Centralino 0773/6521

The first reclamations.

The first attempt to make livable the area of the Pontine plain was made by Volsci who dug the canal of Rio Martino.
Even one of the most brilliant minds in human history worked on reclamation: Leonardo Da Vinci
In southern Lazio, the swamp covered a large area, separated from the immediate south of Cisterna to the gates of Terracina. Since the fall of Volsci, were tempted remedies against the swamp, but they had the defect of being partial, solving the problem in a limited territorial zone. In this way, the marsh always regained the areas that had been temporarily pulled. The water stagnated and rotted created ideal conditions for the establishment of a deadly mosquito carrier of malaria: the Anopheles.For many centuries the insect was the effective ruler of the Pontine plain.
The first known attempt at reclamation is the Rio Martino one. This excavation was made to collect the water of the swamp, even if, today, we do not know the exact authorship of the work that would be wrought by the Romans or Volsci.
The fact is that the work could be performed only by a people who could have huge resources. The questions remain, but it is not difficult to assume that Volsci started the work (after all, it is demonstrated that they did funnel surface and groundwater) and the Romans complemented and extended the work begun. It is certain, however, even if Rio Martino was a great effort, the channel could not guarantee the transfer of the large pool of stagnant water, even because of the absence of a branched channel.

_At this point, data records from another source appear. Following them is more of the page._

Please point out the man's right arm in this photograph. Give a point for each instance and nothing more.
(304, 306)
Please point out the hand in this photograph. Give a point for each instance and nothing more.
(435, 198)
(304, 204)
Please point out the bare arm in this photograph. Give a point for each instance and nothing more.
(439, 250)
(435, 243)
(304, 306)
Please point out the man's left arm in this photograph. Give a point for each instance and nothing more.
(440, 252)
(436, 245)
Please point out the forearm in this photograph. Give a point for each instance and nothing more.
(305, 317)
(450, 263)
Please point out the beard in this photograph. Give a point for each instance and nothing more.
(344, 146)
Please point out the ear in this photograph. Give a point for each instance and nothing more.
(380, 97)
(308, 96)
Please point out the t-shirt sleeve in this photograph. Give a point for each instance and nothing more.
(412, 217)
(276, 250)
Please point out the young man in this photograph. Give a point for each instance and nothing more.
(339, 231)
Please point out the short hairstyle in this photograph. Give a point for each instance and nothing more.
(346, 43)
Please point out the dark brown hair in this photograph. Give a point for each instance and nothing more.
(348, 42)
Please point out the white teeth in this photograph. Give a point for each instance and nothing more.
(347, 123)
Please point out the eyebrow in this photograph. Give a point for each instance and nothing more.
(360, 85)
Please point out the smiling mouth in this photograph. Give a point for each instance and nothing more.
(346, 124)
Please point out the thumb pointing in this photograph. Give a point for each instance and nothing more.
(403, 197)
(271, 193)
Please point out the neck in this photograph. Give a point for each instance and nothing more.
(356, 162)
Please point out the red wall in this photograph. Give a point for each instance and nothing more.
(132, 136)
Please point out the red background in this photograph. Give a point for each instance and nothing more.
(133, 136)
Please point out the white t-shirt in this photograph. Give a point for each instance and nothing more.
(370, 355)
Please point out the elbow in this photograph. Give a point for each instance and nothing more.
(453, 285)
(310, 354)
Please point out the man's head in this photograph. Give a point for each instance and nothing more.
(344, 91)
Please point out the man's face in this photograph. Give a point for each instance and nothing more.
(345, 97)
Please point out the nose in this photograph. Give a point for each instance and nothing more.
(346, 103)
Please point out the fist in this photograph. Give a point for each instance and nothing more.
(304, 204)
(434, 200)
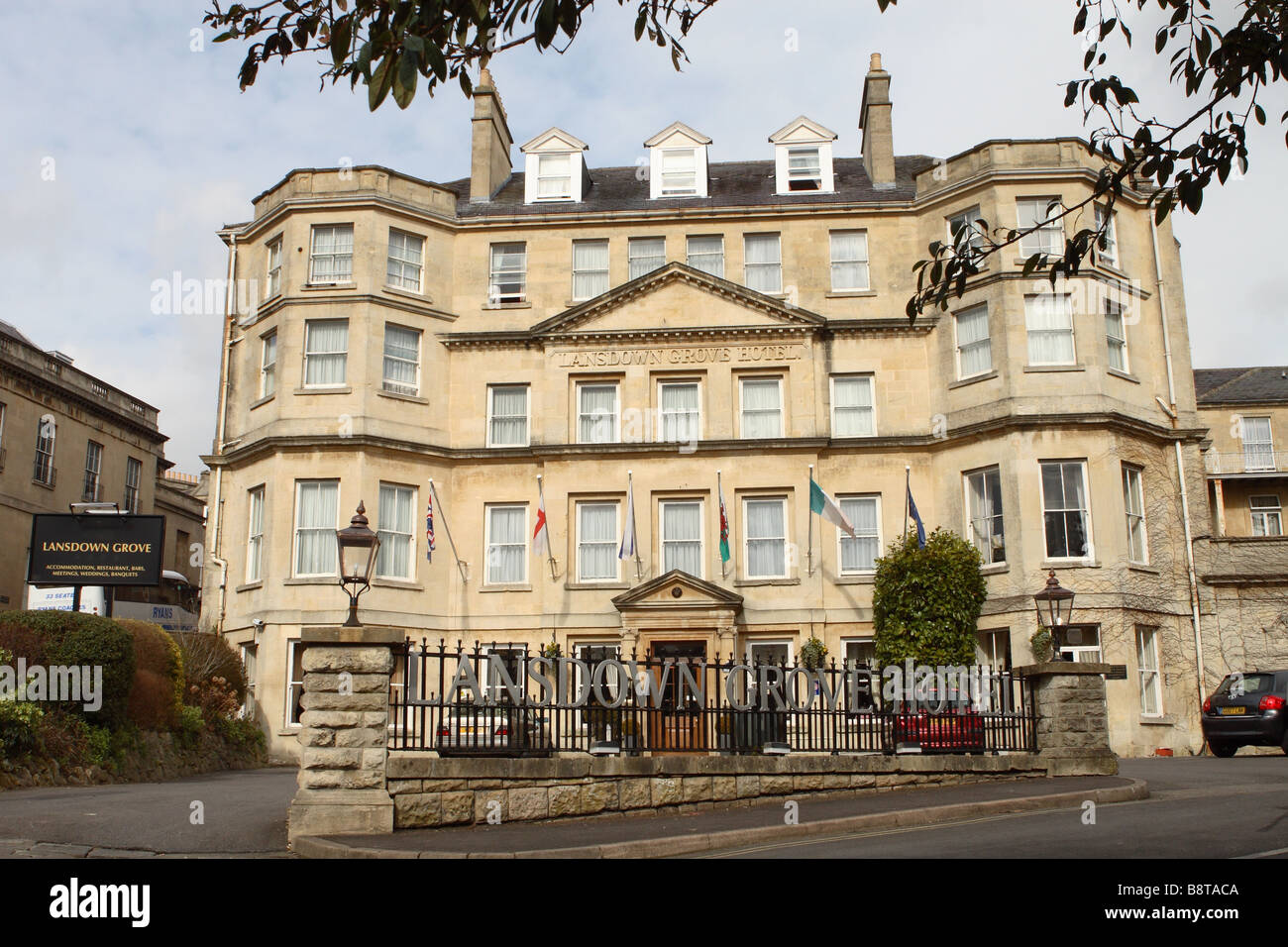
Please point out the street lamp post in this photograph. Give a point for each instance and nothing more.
(1055, 605)
(359, 548)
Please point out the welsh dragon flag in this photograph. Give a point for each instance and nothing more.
(827, 508)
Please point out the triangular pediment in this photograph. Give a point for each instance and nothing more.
(677, 590)
(678, 296)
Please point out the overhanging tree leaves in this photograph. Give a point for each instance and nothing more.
(926, 602)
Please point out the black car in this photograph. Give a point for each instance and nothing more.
(1247, 710)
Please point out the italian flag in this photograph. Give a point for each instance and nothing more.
(825, 506)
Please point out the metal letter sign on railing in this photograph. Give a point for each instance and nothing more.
(500, 699)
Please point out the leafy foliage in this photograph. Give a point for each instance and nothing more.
(926, 602)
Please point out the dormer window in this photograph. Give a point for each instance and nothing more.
(803, 158)
(554, 169)
(678, 162)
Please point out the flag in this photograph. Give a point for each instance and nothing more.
(627, 548)
(825, 506)
(541, 535)
(915, 517)
(724, 528)
(429, 528)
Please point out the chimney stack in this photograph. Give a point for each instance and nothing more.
(875, 124)
(490, 141)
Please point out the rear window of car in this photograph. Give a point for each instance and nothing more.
(1247, 684)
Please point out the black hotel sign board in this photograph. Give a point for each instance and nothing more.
(95, 549)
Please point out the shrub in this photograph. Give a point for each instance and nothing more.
(926, 602)
(156, 693)
(76, 639)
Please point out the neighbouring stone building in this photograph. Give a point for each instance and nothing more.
(708, 333)
(67, 437)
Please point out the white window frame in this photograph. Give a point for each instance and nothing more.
(387, 536)
(776, 265)
(614, 540)
(256, 534)
(510, 275)
(987, 342)
(295, 528)
(1263, 512)
(399, 260)
(487, 543)
(1134, 475)
(986, 556)
(702, 530)
(1147, 672)
(617, 410)
(841, 538)
(1029, 331)
(1086, 491)
(308, 333)
(690, 254)
(590, 272)
(492, 415)
(662, 414)
(632, 245)
(742, 410)
(268, 365)
(747, 539)
(1048, 239)
(866, 260)
(386, 384)
(872, 397)
(333, 257)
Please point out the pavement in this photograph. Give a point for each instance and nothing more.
(237, 814)
(652, 836)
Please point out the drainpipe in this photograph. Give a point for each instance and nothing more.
(222, 429)
(1180, 466)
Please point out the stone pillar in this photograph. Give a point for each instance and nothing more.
(344, 740)
(1073, 720)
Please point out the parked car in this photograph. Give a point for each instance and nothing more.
(1247, 710)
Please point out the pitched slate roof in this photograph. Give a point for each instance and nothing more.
(1250, 385)
(732, 184)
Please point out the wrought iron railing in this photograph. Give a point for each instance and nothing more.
(502, 699)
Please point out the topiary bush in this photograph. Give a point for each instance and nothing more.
(77, 639)
(156, 693)
(926, 602)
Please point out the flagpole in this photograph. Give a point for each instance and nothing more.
(550, 552)
(442, 514)
(635, 536)
(719, 514)
(809, 545)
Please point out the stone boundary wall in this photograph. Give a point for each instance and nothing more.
(432, 791)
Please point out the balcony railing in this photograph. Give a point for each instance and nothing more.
(1261, 460)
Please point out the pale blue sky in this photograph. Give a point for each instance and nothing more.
(154, 149)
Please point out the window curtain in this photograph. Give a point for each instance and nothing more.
(764, 263)
(765, 539)
(506, 544)
(1050, 328)
(859, 554)
(596, 541)
(393, 558)
(682, 538)
(589, 268)
(853, 406)
(314, 531)
(509, 416)
(326, 354)
(973, 342)
(679, 412)
(849, 261)
(761, 408)
(597, 420)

And Plinio il Vecchio had to renew the call, now written on the facade of the Palace of Government in Latina: “Siccentur pomptinae Paludes tantummove agri suburbanae reddatur Italiae”. Translated, it means: “The Pontine marshes must be drained to return to Italy the cultivable land.”
Others partial reclamation works were made when, in 312 BC, the consul Appius Claudius Cieco made to a road that,for his name, was called Appia. The works were designed to allow the artery to cross the land. Approximately one hundred fifty years later, about 160 BC, a long channel was opened by the consul Cornelius Cethegus, perhaps the one that runs along the Via Appia, and that later was called Linea Pio, when Pio IV dig it again.
The grave managed to achieve a partial result, ensuring a certain time and certain traits of the road by periodic flooding. With the passage of time digging lost value and effectiveness, and the swamp extended with arrogance. Other attempts at rehabilitation were also made by Theodoric, as evidenced by a plaque placed on the wall of the mail of Mesa, located at Km 85 of the Appia. But the post-Roman decay is recorded as one of the most critical phases in the history of the swamp, and the via Appia, which slowly began to sink into the ground peat soaked again with major flooding, so much so that in the eighth century AD the old console was impassable. The uselessness of the communication route enlisted the exclusion of the whole territory pontine by trade and therefore all stable way of life.
Even the genius of Leonardo da Vinci had experimented in a reclamation project at the behest of Pope Leo X (1513-1521). The task of Leonardo was to reproduce the map of the areas in which to intervene with the work of reclamation. On that occasion, the direction of the work was entrusted by the Pope to his grandson Giuliano de’ Medici. The intervention had resulted in the excavation of the canal-bearer, who also took the channel name Giuliano.